過激な民族主義政党「AfD」の人気はしぼんだが…
近年のドイツでは、メルケル首相擁するCDUとそのライバル政党であり大連立のパートナーでもある中道左派の社会民主党(SPD)の人気が低下していた。代わりに旧東独を中心に過激な主張を展開する民族主義政党「ドイツのための選択肢(AfD)」や、新興の環境政党「同盟90/緑の党(Bündnis 90/Die Grünen)」が有権者の支持を集めた。
CDUと姉妹政党CSU(キリスト教社会同盟)の支持率は今年1月には25%程度まで落ち込んだが、有権者に新型コロナウイルスの感染対策が評価されて40%近くまで回復した。反面で、一時はCDUから有権者の支持を奪い取っていたAfDの人気は、有権者の関心が難民問題などから新型コロナ対策に移ったこともあって急速にしぼんだ。

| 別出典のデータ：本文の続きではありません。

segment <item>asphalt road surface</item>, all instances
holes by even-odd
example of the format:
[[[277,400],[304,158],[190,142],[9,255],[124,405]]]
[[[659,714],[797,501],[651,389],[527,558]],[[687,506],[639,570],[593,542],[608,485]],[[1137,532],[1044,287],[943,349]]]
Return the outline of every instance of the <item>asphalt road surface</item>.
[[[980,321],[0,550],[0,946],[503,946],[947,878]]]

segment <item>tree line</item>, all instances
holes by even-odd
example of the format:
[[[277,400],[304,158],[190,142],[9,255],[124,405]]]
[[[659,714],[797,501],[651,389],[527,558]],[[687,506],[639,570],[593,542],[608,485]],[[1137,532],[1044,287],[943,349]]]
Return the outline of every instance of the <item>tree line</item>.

1月に誕生する新党首の下でCDUが挙党一致体制を築き上げることができれば、CDUは9月の総選挙を有利に戦うことができるだろう。しかし新党首がAKKのように党内の掌握に苦心して求心力を失えば、CDUの支持率は低下することになる。当然、秋に予定されている総選挙でCDUは苦しい戦いを余儀なくされる。
「赤緑連合」の組み合わせに注目が集まる
いずれにせよ、CDU/CSUが単独与党となる可能性は極めて低い。そのため他の政党と連立を組むことになるだろうが、ドイツ政治の安定を考えれば、引き続きSPDとの間で大連立が組まれることが望ましい。しかし長年にわたる大連立の結果、CDU/CSUの与党内野党的な存在と化したSPDが大連立の継続に二の足を踏むかもしれない。
そのため、CDU/CSUが支持率ベースで第2党につけている「同盟90/緑の党」との間で連立を組む可能性もある。確かに政党としても実力を着実につけてきた「同盟90/緑の党」だが、与党として政権実務に携わった経験は乏しい。それに北大西洋条約機構(NATO)に反対するなど、CDU/CSUと立場の隔たりが非常に大きい。
ここで注目したいのが、復活を狙うSPDが支持率ベースで第2党につけている「同盟90/緑の党」とタッグを組む可能性だ。政党のシンボルカラーがSPDは赤、「同盟90/緑の党」が緑であるため「赤緑連合」と言える組み合わせである。両党の支持率を合わせればCDU/CSUと拮抗するため、十分に考えられる選択肢だ。